- Born: Karak, Khyber Pakhtunkhwa, Pakistan
- Allegiance: Pakistan
- Branch: Pakistan Army
- Service years: 1991 — present
- Rank: Lieutenant General
- Unit: 13 Lancers, AC
- Commands: Chairman Heavy Industries Taxila; DG-Analysis, ISI; General Officer Commanding 7th Infantry Division;
- Conflicts: Operation Zarb-e-Azb; Operation Radd-ul-Fasaad; Khyber 4; Afghanistan–Pakistan border skirmishes; 2020–2021 U.S. troop withdrawal from Afghanistan;
- Awards: Hilal-i-Imtiaz
- Alma mater: Cadet College Kohat; Pakistan Military Academy; Command and Staff College Quetta; National Defence University (Pakistan);

= Shakir Ullah Khattak =

Pakistani military person

Shakir Ullah Khattak is a Lieutenant General of the Pakistan Army who is serving as the chairman of Heavy Industries Taxila.

==Military career==
Khattak was commissioned in the 13th Lancers in 1991. As a Major General, he commanded the 7th Infantry Division at Waziristan during Operation Radd-ul-Fasaad.
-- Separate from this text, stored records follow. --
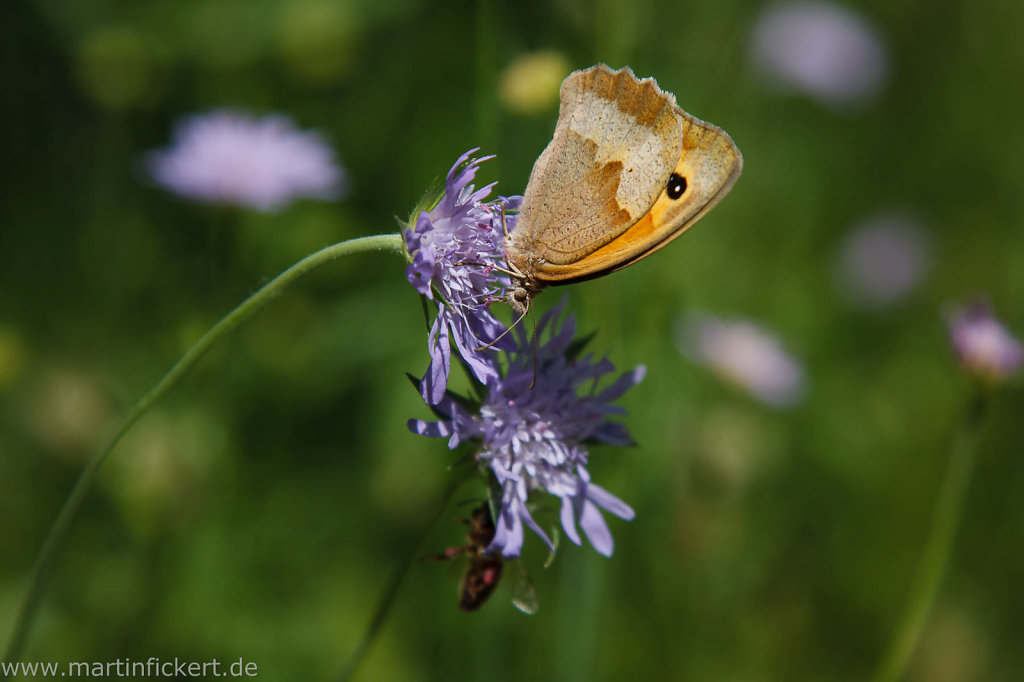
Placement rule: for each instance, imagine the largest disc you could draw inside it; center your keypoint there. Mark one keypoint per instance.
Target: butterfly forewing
(615, 143)
(707, 169)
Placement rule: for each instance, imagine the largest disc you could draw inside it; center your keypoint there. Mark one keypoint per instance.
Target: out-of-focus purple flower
(821, 49)
(883, 259)
(744, 354)
(534, 435)
(227, 157)
(455, 247)
(984, 346)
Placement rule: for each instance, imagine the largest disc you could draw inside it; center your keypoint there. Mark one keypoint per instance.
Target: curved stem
(58, 531)
(936, 555)
(387, 599)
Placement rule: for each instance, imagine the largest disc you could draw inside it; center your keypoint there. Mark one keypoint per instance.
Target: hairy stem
(388, 597)
(945, 521)
(58, 531)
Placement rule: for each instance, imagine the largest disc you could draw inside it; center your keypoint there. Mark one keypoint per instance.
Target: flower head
(454, 249)
(534, 435)
(822, 49)
(883, 259)
(226, 157)
(984, 346)
(744, 354)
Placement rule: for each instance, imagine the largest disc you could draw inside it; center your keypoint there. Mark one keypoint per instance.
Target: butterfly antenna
(534, 382)
(505, 227)
(502, 335)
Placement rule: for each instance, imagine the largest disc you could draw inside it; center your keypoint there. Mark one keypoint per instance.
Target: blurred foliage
(260, 509)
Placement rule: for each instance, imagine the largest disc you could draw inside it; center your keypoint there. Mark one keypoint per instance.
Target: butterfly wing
(708, 167)
(615, 143)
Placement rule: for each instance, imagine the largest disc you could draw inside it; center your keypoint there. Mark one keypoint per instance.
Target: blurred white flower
(530, 82)
(744, 354)
(985, 347)
(821, 49)
(883, 259)
(226, 157)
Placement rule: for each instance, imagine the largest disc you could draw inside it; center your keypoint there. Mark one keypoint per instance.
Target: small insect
(484, 570)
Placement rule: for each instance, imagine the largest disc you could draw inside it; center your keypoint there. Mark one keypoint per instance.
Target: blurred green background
(260, 509)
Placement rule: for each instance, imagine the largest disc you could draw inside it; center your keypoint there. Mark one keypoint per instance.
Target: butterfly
(626, 172)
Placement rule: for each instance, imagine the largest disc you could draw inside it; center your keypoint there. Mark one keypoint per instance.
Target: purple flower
(534, 435)
(744, 354)
(883, 259)
(984, 346)
(226, 157)
(454, 249)
(822, 49)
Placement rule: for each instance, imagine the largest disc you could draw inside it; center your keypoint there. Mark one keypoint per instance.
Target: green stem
(936, 555)
(58, 531)
(387, 599)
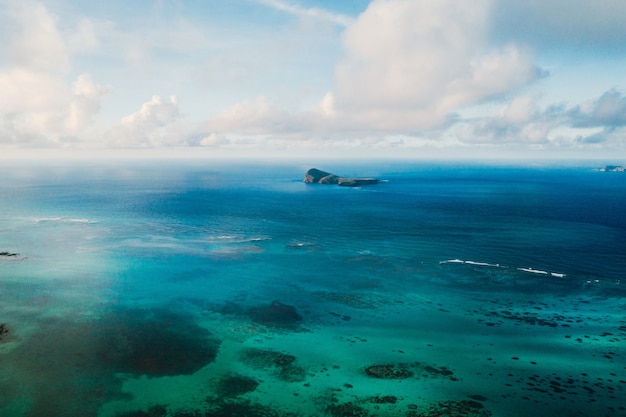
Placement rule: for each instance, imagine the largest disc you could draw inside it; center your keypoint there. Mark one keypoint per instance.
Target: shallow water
(171, 289)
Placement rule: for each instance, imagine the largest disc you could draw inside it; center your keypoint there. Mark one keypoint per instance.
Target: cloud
(259, 116)
(314, 13)
(39, 107)
(523, 121)
(609, 110)
(408, 64)
(598, 26)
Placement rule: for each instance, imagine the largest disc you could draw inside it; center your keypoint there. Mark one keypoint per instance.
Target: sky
(327, 78)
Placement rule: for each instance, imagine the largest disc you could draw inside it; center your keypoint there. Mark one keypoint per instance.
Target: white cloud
(313, 12)
(557, 23)
(155, 124)
(39, 107)
(608, 110)
(409, 64)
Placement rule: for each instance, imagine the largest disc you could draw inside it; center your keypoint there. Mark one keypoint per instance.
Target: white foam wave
(64, 220)
(533, 271)
(487, 264)
(460, 261)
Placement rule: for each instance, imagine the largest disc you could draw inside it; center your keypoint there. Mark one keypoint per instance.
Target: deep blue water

Under Khattak's command sensitive North-Waziristan portion of Afghanistan-Pakistan border fence was completed in 2020.

Major-General Shakirullah Khattak served as the Director-General Analysis directorate (DG-A) of Inter-Service Intelligence from 2021 to 2023.

Upon getting promotion to Lieutenant General, he had assumed the office of the Chairman, Heavy Industries Taxila, since 2023.